Neddylation-Mediated hnRNPA2B1 Degradation Aggravates Retinal Endothelial Cell Dysfunction in Diabetic Retinopathy by Regulating miR-93-5p/VEGFA.

PURPOSE: Retinal endothelial cells (RECs) are key targets of diabetes-induced microvascular complications. HnRNPA2B1 suppresses pathological neovascularization in diabetic retinopathy (DR). Although hnRNPA2B1 suppresses pathological neovascularization, its role in hyperglycemia-induced REC dysfunction remains unclear. METHODS: Primary mouse retinal vascular endothelial cells (mRVECs) under high-glucose (HG) conditions and streptozotocin-induced diabetic mice were analyzed using quantitative real-time PCR (qRT-PCR), Western blotting, RNA immunoprecipitation, immunofluorescence staining, and functional assays (wound healing, Transwell invasion, and tube formation).

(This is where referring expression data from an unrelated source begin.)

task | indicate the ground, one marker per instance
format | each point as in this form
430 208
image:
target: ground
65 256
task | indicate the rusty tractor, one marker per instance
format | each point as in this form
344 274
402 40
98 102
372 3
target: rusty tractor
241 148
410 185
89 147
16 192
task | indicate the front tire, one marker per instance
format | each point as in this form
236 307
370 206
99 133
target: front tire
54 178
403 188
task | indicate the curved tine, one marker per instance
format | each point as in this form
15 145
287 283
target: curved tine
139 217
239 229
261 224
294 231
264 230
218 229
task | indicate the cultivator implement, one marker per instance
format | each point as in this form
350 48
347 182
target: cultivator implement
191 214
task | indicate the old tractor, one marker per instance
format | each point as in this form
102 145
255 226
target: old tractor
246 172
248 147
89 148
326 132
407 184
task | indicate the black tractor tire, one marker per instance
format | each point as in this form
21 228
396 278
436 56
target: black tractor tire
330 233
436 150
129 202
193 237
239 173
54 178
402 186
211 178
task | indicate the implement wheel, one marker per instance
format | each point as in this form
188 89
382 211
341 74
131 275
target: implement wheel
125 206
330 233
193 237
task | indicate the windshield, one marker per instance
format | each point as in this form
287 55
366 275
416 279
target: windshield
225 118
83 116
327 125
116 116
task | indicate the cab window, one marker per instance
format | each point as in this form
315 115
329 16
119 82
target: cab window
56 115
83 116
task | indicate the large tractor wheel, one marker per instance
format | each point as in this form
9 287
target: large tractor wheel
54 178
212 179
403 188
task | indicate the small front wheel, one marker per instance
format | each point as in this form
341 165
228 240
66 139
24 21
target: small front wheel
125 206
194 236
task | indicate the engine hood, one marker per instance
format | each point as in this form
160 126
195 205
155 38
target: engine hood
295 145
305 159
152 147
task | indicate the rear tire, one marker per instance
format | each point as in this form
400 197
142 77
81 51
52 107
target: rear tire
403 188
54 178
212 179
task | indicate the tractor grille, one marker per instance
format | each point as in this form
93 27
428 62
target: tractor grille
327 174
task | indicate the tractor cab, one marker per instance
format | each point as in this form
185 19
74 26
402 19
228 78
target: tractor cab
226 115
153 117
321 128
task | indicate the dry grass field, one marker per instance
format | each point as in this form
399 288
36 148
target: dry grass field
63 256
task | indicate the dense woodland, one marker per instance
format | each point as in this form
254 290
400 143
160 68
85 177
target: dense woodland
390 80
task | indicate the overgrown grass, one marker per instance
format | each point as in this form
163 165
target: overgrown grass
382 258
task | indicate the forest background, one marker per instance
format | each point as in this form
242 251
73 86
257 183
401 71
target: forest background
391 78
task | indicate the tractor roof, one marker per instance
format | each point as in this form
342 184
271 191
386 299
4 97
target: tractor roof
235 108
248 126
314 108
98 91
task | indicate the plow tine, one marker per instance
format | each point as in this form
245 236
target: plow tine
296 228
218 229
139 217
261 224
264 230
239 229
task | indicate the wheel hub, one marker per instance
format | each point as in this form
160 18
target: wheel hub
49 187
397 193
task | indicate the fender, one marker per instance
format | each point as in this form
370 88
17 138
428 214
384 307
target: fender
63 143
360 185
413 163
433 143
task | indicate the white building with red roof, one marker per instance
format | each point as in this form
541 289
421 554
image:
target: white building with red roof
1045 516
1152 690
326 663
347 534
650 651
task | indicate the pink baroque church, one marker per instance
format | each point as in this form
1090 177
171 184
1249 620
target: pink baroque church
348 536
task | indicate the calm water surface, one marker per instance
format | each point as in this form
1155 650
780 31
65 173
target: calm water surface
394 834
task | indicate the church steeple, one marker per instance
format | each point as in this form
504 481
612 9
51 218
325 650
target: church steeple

Co-immunoprecipitation and pharmacological inhibitors were used to validate protein interactions and degradation pathways. Retinal morphology and vascular integrity were assessed using hematoxylin-eosin staining, optical coherence tomography angiography, Evans blue leakage, and trypsin digestion. RESULTS: HG-induced neddylation mediated hnRNPA2B1 degradation, exacerbating REC dysfunction. Mechanistically, hnRNPA2B1 facilitated miR-93-5p maturation by recruiting DGCR8 within the microprocessor complex, thereby suppressing VEGFA expression via direct targeting of its 3'-untranslated regions. Intravitreal delivery of AAV2-hnRNPA2B1 or miR-93-5p into diabetic mice partially restored retinal hnRNPA2B1/miR-93-5p levels, reduced VEGFA overexpression, and improved retinal histological markers of microvascular damage. CONCLUSIONS: HG-induced effects associated with neddylation pathways lead to hnRNPA2B1 degradation, exacerbating REC dysfunction. HnRNPA2B1, as an RNA binding protein, facilitated miR-93-5p maturation by recruiting DGCR8 within the microprocessor complex. Targeting either hnRNPA2B1 or miR-93-5p may represent a potential therapeutic strategy for preserving retinal vascular homeostasis in diabetes pending functional validation.